Surely, I can’t be the only one who thinks these things during the process:

  • Shouldn’t they serve mimosas here?
  • Oh no, I just went to the bathroom! I can’t provide a urine sample. Sorry!
  • That number on the scale can’t be right! Subtract ten pounds, please… and the boots!
  • How much alcohol? Are we talking glasses or bottles here?
  • I saw that eyebrow raise, Nurse-You-Made-Me-Fat. Don’t judge my wine intake!
  • Recreational drugs? Oh, if only!
  • They should have a countdown clock in here so I can brace myself for when the doctor arrives.
  • Oops, I forgot to shave my legs.
  • Why are there no pictures of Chris Hemsworth on the walls? Those headless diagrams of pregnant women are a sad reminder of my abs.
  • Ah-choo! Great, now the pad on the exam table is wet. Awkward…
  • Why is it so cold? I feel like my nipples could slice through glass.
  • The doctor is here! And shaking my hand—how many vaginas has he seen today?
  • Sexually active? More like trying to avoid it, Doc.
  • At least he won’t shame me for not flossing regularly.
  • Birth control? My four kids should count, right?
  • Do I have any questions? Only the ones I’d rather ask my bestie, like why my hoo-ha feels like the Sahara.
  • Yikes, my boobs look huge and saggy. Wait, is that hair around my nipples?!
  • Why isn’t the nurse saying anything? Talk to me, Nurse-You-Made-Me-Fat!
  • I should have kept my socks on.
  • No, I can’t scoot down any further. Seriously, Doc?
  • We’ve landed on the moon and nominated a woman for president, yet they still can’t warm the lube gel?
  • Is now a good time to mention I could give that urine sample?
  • Oh, how lovely. The doc is discussing his family vacation while getting way too familiar down there.
  • I desperately need a pedicure.
  • Don’t fart, don’t fart, don’t fart…
  • A little pressure? Seriously, it feels like you’re trying to shove a watermelon up there!

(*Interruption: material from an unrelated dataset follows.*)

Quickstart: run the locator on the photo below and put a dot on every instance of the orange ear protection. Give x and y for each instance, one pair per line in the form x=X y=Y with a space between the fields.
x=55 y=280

  • What if he says, “Houston, we have a problem?” I might just kick him.
  • Where’s Chris Hemsworth when you need him?
  • Don’t sneeze, don’t sneeze…
  • Seriously, I have to pee!
  • Everything looks fine? Phew, I’m really proud of my cervix.
  • Yep, see you next year. The pleasure was all mine, Doc.

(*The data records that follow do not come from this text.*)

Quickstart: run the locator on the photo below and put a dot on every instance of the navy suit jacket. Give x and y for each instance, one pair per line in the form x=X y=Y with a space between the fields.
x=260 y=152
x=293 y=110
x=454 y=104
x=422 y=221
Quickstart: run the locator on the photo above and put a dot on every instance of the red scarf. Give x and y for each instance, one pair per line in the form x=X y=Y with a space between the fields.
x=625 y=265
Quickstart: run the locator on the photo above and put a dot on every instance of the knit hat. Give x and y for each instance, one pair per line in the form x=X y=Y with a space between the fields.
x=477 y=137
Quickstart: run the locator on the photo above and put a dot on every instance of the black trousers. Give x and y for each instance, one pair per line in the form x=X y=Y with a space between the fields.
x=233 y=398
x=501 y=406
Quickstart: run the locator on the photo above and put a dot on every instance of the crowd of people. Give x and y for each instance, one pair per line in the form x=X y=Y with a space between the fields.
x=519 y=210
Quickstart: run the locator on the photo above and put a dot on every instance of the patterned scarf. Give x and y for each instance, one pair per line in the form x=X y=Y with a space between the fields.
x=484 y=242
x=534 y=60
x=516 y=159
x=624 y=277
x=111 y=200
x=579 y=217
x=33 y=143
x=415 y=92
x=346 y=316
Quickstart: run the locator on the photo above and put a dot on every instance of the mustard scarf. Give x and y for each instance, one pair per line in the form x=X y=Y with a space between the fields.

  • Where are my underwear? It was just here!
  • Do I toss the tablecloth or leave it on the too-short bed?
  • Ah-choo! Well, there goes that urine sample.

Going to the gynecologist is always a bit of a cringe-fest, but it would be even worse if the doctor could read my mind. At least my thoughts would be clearer than when I’m at the dentist.

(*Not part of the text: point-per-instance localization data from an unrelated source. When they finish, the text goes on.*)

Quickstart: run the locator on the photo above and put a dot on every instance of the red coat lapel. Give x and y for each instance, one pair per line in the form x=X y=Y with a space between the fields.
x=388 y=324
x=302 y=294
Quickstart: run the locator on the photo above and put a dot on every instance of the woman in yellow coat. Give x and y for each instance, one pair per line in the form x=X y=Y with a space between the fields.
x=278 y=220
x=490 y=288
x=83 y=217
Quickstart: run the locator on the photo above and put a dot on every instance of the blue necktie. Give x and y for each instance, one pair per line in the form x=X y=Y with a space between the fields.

For those on a similar journey, check out resources like this one for essential information on pregnancy and home insemination, or explore this guide for insights on your fertility journey. And if you want to learn more about cervical insemination, visit this site for helpful tips.

In summary, visiting the gynecologist may always come with its share of awkward moments and hilarious thoughts, but it’s an essential part of health that no one can avoid.